部屋に案内してくれたメイドに椅子を引いてもらって座ると、今度はララが説明の続きを話し出す。


「ゼリニカ様に許可を得まして、設定も考えましたの。この間家族と観に行った歌劇がとても素晴らしくて、勢いで作ってしまいましたわ。それも夜通し!」


 これが設定ですわ、とずっと抱えていた紙を渡してくれるので両手で受け取る。メイドが紅茶を淹れてくれたが、飲んでいる余裕は貰えないらしい。

 紙には流麗な筆跡――意図的だろうが個人を特定できるような筆跡ではなく、製本された小説のような字体で書かれている文章は正直読みやすい。

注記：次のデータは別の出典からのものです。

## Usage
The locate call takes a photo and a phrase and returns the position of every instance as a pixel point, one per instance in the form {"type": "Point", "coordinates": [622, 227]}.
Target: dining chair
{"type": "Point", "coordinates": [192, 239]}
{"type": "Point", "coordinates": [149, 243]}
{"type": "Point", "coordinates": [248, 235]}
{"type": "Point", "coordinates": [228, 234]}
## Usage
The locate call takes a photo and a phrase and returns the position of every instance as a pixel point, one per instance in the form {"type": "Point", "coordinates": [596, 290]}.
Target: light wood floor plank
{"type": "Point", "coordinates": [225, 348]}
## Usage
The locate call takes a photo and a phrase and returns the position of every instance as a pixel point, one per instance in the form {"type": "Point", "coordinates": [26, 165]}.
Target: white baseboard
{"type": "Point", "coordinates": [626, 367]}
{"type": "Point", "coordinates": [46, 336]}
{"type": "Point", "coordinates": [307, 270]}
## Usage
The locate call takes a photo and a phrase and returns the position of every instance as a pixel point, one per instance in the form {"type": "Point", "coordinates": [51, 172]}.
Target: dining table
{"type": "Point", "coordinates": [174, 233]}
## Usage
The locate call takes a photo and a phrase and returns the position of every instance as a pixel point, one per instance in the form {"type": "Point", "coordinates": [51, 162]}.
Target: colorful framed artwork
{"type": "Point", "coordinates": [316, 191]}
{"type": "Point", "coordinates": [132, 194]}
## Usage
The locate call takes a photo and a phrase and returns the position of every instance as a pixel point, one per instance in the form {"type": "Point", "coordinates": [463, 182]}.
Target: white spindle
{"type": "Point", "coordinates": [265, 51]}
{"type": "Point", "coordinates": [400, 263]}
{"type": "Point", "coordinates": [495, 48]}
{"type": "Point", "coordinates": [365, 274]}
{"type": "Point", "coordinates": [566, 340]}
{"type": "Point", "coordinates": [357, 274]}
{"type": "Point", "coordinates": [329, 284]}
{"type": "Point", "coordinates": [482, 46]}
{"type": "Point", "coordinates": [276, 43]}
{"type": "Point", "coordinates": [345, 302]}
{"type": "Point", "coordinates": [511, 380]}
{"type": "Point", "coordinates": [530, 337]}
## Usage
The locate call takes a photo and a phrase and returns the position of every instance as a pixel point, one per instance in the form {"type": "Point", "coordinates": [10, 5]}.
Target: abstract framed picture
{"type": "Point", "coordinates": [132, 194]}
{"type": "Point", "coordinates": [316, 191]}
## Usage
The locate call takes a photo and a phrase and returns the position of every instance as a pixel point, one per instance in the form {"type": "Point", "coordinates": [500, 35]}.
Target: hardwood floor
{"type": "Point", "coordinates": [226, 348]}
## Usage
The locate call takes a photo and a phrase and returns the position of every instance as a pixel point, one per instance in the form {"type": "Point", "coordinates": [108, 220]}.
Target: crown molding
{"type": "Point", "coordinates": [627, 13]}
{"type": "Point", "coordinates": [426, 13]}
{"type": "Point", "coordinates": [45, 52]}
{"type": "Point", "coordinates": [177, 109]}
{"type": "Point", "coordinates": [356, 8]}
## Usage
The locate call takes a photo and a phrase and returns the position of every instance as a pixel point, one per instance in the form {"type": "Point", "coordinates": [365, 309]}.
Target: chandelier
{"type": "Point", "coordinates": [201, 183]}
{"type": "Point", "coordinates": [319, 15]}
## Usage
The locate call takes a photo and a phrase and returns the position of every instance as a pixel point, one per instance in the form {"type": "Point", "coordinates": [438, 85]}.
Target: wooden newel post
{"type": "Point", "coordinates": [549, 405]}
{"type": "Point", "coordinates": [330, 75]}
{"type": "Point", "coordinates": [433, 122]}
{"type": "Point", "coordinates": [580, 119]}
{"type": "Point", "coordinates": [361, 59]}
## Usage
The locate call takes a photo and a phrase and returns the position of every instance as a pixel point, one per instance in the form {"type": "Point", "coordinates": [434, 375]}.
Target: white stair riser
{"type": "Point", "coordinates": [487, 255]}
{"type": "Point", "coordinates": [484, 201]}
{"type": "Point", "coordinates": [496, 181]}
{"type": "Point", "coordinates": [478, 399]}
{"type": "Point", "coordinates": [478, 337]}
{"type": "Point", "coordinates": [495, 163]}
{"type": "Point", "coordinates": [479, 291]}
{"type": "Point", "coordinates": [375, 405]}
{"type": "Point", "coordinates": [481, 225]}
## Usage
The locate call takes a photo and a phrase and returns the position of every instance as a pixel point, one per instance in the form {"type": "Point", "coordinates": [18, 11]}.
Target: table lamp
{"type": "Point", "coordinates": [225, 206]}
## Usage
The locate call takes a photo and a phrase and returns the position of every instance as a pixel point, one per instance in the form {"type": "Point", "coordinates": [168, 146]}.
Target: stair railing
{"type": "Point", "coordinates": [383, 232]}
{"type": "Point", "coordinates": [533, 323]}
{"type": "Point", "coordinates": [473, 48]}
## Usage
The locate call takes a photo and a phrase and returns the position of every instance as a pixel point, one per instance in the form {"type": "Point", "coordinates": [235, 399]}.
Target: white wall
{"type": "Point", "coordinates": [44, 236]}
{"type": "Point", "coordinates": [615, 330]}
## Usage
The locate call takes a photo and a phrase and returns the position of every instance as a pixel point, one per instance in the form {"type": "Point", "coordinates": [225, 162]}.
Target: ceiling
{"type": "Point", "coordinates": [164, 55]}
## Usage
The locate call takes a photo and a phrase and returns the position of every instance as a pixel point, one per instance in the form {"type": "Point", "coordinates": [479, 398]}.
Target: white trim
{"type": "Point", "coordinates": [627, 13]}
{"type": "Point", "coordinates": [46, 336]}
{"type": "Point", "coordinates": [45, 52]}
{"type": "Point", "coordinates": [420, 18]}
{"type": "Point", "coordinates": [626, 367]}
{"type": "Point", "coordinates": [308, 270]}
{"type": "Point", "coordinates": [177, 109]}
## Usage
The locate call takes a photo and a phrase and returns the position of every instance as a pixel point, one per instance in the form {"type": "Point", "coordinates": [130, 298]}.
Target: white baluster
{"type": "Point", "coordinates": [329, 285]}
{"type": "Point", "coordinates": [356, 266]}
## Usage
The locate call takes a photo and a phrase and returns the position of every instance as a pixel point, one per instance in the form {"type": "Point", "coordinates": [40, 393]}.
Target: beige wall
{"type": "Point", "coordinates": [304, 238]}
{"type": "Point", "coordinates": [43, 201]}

「ここは由緒あるフォールドリッジ王都公爵邸。そのフォールドリッジ公爵家が公爵位をたまわるまでに住んでいた前の屋敷のお話――」


 ララは語る。

 これから行われる恐怖体験の舞台設定を。




 かつてフォールドリッジ家には騎士がいた。普段は領地を守る騎士団だが、王都に領主一家が滞在する際には一部が護衛として訪れる。その護衛として派遣された騎士の一人が、フォールドリッジの令嬢に恋をした。

 令嬢もいつしかその騎士を想うようになっていた。

 立場を理解していた二人は、結ばれることを望まずにお互いがそこにいてくれればそれでいいと遠くから眺めるだけで満足していた。

 しかし、戦争が二人を強制的に引き離した。

 物理的な別れ。

 永遠の離別。

 騎士の戦死を聞かされた令嬢は七日七晩涙を流し続けた。その後、令嬢は悲しみのあまり自ら修道院に入った。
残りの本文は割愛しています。